Il fut un temps où ce château faisait rêver. Construit à la fin du XIXᵉ siècle, agrandi au début du XXᵉ, il avait récemment trouvé un nouveau propriétaire et un ambitieux projet de restauration semblait lui promettre une seconde vie. Aujourd'hui, le silence a repris ses droits et le temps poursuit lentement son œuvre.
Pour l'atteindre, il faut s'enfoncer dans une forêt dense, croiser le regard furtif d'un cerf, traverser une vaste prairie envahie par les hautes herbes, contourner l'imposante bâtisse et croire un instant que toute entrée est impossible. Puis, une fenêtre entrouverte, perchée à près de deux mètres du sol, révèle enfin le passage.

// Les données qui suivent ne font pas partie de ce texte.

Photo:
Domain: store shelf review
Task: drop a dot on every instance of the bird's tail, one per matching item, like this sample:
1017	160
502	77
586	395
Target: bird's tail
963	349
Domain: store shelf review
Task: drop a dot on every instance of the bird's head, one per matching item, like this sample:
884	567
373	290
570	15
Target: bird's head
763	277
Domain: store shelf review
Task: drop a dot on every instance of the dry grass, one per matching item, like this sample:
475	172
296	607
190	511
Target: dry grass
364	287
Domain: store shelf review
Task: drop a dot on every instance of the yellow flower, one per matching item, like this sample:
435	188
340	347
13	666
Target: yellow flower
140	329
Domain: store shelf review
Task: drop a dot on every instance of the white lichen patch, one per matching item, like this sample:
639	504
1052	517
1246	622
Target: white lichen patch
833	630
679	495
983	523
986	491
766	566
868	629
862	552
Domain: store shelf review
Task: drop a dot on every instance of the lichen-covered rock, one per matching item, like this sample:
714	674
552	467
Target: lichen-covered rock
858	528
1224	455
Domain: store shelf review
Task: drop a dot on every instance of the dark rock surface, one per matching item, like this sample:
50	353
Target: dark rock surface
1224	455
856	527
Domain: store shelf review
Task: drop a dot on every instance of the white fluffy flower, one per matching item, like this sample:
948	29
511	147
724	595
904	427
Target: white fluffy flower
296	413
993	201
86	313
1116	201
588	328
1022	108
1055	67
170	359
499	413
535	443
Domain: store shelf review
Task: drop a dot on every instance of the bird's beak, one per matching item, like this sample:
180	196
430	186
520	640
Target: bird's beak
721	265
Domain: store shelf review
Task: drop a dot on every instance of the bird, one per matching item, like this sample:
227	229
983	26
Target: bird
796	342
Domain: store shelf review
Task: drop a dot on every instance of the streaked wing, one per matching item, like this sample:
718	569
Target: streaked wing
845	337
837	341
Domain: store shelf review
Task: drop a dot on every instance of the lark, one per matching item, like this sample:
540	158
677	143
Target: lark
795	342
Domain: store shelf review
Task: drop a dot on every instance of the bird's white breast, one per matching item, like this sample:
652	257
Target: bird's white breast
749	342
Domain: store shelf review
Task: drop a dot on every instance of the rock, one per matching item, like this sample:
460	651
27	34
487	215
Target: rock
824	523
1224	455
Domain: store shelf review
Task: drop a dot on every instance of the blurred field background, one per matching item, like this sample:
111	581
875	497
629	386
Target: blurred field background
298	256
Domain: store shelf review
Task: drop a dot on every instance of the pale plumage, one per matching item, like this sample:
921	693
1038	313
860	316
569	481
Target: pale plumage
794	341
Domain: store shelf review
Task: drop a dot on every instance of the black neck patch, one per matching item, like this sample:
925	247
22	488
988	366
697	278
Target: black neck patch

À l'intérieur, chaque pièce raconte encore une histoire. Le parquet en point de Hongrie craque sous les pas. Le grand escalier conserve son long tapis rouge, témoin d'une époque plus fastueuse. Dans un salon, une baignoire sur pieds semble attendre des occupants qui ne reviendront jamais. Plus loin, une simple casserole suspendue dans la cuisine rappelle que la vie s'est arrêtée ici presque du jour au lendemain. Au-dessus de la porte d'entrée, le lion ailé de Saint-Marc veille toujours sur les lieux, comme le dernier gardien de cette demeure oubliée. Entrez discrètement afin qu’il ne vous entende pas.